Archive for the ‘Money’ Category

Money and power and WYD

Sunday, July 6th, 2008

Apart from the quoted amounts spent on WYD by the church ($150M) and the NSW govt ($86M+), now we find that the Federal govt (ie. John Howard, just before the last election) threw in another $22M, which is being challenged as unconstitutional in the Supreme Court (see here). And new legislation especially to “protect the Catholic pilgrims from harassment” is in force. Has anyone stopped to wonder just what sort of political manoeuvering must have gone on behind the scenes to prompt all this? And Pell says the church didn’t ask for any of it!!! Yeah right!

Q: Where do your tax dollars go?

Tuesday, May 20th, 2008

A: To shoring up the shortfall in government dollars created by giving churches such incredible tax exemptions.

What sort of $$ are we talking about? Take a look at this comment in Crikey for some actual figures. The Catholic church, despite being a business (with charity sidelines), gets tax exemptions amounting to millions of dollars per year. The Anglican Church likewise, though no figures are given. But just stop to think about how many churches there are, and realise that each one is exempt from land tax, council rates and capital gains tax (to name just a few of the taxes from which they are exempt), and you begin to get the idea.  Think of the size of St Andrew’s Square, in the Sydney CBD, and wonder for a moment what the council rates on that would be! The totals across all denominations are in the billions. One wonders, if the churches were forced to separate charity from business operations and only claim tax exemptions for the charitable operations, just how much of those billions would remain tax exempt. The government would certainly suddenly find itself a lot richer!

World Youth Day

Tuesday, April 29th, 2008

If I wasn’t laughing, I’d be crying:

THE body of an inspirational Catholic who died in 1925 will be flown to Sydney for World Youth Day. Pier Giorgio Frassati will play an important role in the huge Catholic festival despite being dead for more than 80 years, Fairfax Media reports. Mr Frassati was only 24 when he died from polio, but he has become a role model for young Catholics because of his fervent faith, teamed with good looks, a robust physique and sunny nature. The idea of bringing his body to Sydney seems to derive from personal contacts between the Frassati family and the Archdiocese of Sydney, Fairfax Media reports. Italian sources told Fairfax Media his body would be flown to Sydney in June, and would be displayed in St Mary’s Cathedral during the World Youth Day period in July.

…and these figures:
Cost to taxpayers A (of funding extra police, turning schools into dormitories, and extra public transport) $86M
(see here)
Cost to taxpayers B (compensation to AJC for disruption to income due to WYD being held at Randwick Racecourse) $41M
Cost to Catholic Church (presumably including the transport of body as described above) $150M
(see here)

Benefit to nation’s economy $150M (but that figure, and its breakdown, is in doubt because the govt has used FoI provisions to ensure the report detailing it isn’t published)
(see here)

Spiritual benefits:
1. Preaching to the converted
2. The chance to venerate a dead body
3. Potentially more religious (a vocations expo will be handing out showbags)
4. Plenary indulgences for those who participate in rituals around the WYD cross

And in amongst all this lavish spending, the average Catholic payout to clergy abuse victims, usually after years of fighting to get it, is around $40,000. That means, in case you don’t want to do the arithmetic yourself, that the amount the church is paying for WYD would fund approximately 3750 abuse payouts. The amount the govt is paying would fund another 3175 payouts. Benefits in goodwill, and spiritual benefits, from settling without fight nearly 7000 abuse claims are about as unconfirmable as the economic benefit supposed to be the outcome of WYD.

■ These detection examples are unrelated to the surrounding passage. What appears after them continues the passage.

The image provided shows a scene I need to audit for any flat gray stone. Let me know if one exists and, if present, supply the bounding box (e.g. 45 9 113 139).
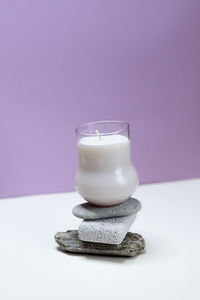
78 214 136 245
55 230 145 256
72 198 142 220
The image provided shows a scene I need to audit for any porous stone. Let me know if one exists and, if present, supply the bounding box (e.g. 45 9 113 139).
55 230 145 256
78 214 136 245
72 198 142 220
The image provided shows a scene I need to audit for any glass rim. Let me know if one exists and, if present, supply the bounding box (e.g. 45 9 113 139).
75 120 129 136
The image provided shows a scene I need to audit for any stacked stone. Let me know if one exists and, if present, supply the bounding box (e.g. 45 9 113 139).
73 198 141 245
55 198 145 256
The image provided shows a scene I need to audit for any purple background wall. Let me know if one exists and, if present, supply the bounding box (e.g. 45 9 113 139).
0 0 200 197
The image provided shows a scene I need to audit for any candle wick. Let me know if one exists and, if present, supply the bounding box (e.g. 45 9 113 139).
95 130 101 140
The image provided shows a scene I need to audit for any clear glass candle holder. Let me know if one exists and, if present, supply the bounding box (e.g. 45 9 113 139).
75 121 138 206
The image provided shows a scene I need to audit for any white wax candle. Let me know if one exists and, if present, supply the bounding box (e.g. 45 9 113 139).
76 134 138 206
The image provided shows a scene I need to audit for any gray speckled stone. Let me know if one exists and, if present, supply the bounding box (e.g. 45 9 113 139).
55 230 145 256
78 214 136 245
72 198 142 220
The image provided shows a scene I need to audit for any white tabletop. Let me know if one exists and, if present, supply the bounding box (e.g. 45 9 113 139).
0 179 200 300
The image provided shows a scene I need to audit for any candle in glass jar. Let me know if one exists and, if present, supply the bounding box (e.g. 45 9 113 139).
76 121 138 206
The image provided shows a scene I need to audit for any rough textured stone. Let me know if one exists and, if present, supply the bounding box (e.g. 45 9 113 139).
72 198 142 220
55 230 145 256
78 214 136 245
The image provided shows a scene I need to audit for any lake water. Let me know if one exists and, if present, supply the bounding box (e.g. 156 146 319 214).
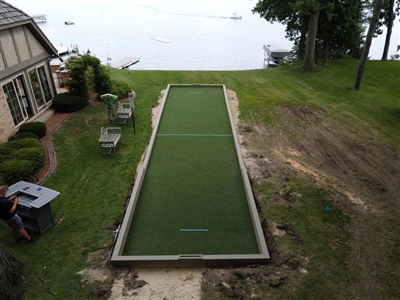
7 0 400 70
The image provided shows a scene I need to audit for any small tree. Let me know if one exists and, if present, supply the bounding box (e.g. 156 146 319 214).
66 54 111 99
353 0 385 90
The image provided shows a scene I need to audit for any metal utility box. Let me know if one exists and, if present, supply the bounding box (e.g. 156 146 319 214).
7 181 60 234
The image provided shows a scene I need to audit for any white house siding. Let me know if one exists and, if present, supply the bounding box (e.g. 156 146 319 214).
0 92 15 142
13 26 31 61
25 30 46 57
0 29 19 67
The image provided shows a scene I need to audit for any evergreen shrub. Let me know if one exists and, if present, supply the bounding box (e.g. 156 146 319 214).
0 138 46 185
111 79 132 98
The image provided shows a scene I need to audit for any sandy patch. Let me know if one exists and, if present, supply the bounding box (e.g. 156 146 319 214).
109 268 204 300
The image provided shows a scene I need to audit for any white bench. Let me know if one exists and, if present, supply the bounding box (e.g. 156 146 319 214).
117 102 132 124
99 127 121 155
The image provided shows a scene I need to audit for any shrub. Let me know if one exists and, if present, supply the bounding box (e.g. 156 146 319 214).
53 92 88 113
18 122 47 138
1 158 34 185
111 79 132 98
0 138 46 184
8 132 39 141
14 147 46 175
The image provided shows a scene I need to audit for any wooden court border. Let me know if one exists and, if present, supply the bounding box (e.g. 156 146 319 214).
110 84 270 267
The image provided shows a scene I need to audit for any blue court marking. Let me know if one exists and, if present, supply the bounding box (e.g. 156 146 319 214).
157 133 233 136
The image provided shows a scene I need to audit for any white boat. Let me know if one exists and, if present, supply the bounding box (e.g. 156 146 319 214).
263 43 290 67
30 14 47 23
231 13 242 20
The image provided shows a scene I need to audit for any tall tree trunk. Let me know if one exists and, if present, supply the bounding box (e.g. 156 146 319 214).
303 11 319 71
0 241 24 300
353 0 385 90
322 40 330 66
382 0 394 60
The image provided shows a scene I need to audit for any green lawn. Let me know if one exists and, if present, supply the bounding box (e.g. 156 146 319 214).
0 60 400 299
123 86 259 255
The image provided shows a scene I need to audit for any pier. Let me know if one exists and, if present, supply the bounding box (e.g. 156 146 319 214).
107 57 140 70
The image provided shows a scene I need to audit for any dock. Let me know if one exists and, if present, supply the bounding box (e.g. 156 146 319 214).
107 57 140 70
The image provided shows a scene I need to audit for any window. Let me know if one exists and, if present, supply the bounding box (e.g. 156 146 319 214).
28 66 51 110
3 78 28 126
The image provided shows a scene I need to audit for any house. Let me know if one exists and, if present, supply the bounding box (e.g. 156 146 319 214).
0 0 57 142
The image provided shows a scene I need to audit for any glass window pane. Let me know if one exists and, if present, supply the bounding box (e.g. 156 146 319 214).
38 66 51 102
28 69 44 108
3 82 24 125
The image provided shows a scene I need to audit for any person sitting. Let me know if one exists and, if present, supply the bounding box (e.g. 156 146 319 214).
0 185 36 243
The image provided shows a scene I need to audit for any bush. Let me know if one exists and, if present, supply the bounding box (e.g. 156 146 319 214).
14 148 46 175
111 79 132 98
18 122 47 138
53 92 88 113
0 158 34 185
8 132 39 141
0 138 46 184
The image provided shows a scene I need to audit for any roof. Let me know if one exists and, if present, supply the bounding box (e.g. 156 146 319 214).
0 0 57 56
0 0 31 25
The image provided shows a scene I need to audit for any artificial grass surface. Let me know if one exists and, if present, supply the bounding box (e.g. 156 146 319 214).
123 87 259 255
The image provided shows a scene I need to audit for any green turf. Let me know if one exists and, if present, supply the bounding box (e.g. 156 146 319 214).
123 87 259 255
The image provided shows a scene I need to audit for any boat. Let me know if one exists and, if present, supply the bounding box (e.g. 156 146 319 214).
30 14 47 23
263 43 290 68
231 13 242 20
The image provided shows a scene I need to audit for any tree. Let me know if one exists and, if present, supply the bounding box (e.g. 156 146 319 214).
0 241 24 300
252 0 364 70
353 0 385 90
66 54 111 100
303 9 319 71
382 0 400 60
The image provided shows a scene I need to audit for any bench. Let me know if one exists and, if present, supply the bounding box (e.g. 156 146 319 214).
99 127 121 155
117 102 132 124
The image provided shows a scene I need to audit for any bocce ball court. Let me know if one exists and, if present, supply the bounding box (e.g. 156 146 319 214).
110 85 269 266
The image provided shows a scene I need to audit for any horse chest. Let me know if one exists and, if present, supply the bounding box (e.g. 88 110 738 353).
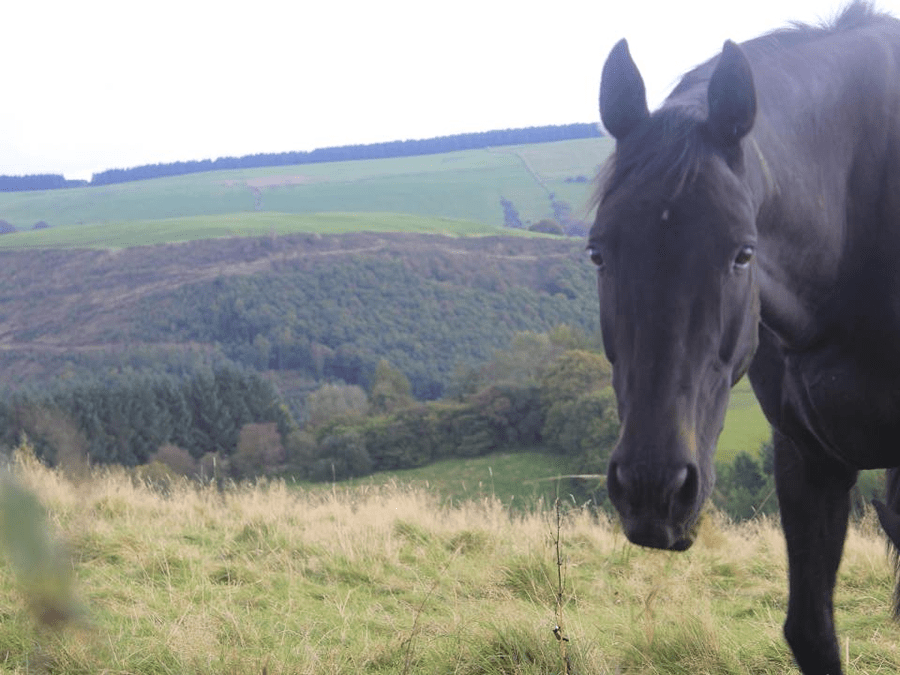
781 346 900 469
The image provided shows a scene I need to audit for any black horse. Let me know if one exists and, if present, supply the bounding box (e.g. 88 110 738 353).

I can’t help wishing they’d spend a lot less on self-promotion and a lot more on restoring the damage they’ve caused in the past.

Oh, and though the dead Frassati will be there, presumably Jesus won’t be – he was Jewish!

Church inaction

Saturday, April 26th, 2008

Clergy abuse victims get criticised for going to court, but what else are they to do? In this case, the church made an internal investigation of child sex offences, but failed to refer the matter to police, thereby hiding a serious crime. In another case, the diocese (Catholic), in spite of appearing to support the victim’s claim, says “it’s not our policy to pay compensation”. But the Towards Healing program for compensating Catholic victims is a national one, and individual dioceses should be working on victims’ behalfs to ensure they get some redress through the program.

But when churches continue to hide crimes, and refuse justice and redress to victims, those victims have no other option but to seek justice in civil or criminal courts. And people wonder why we lose faith in the church!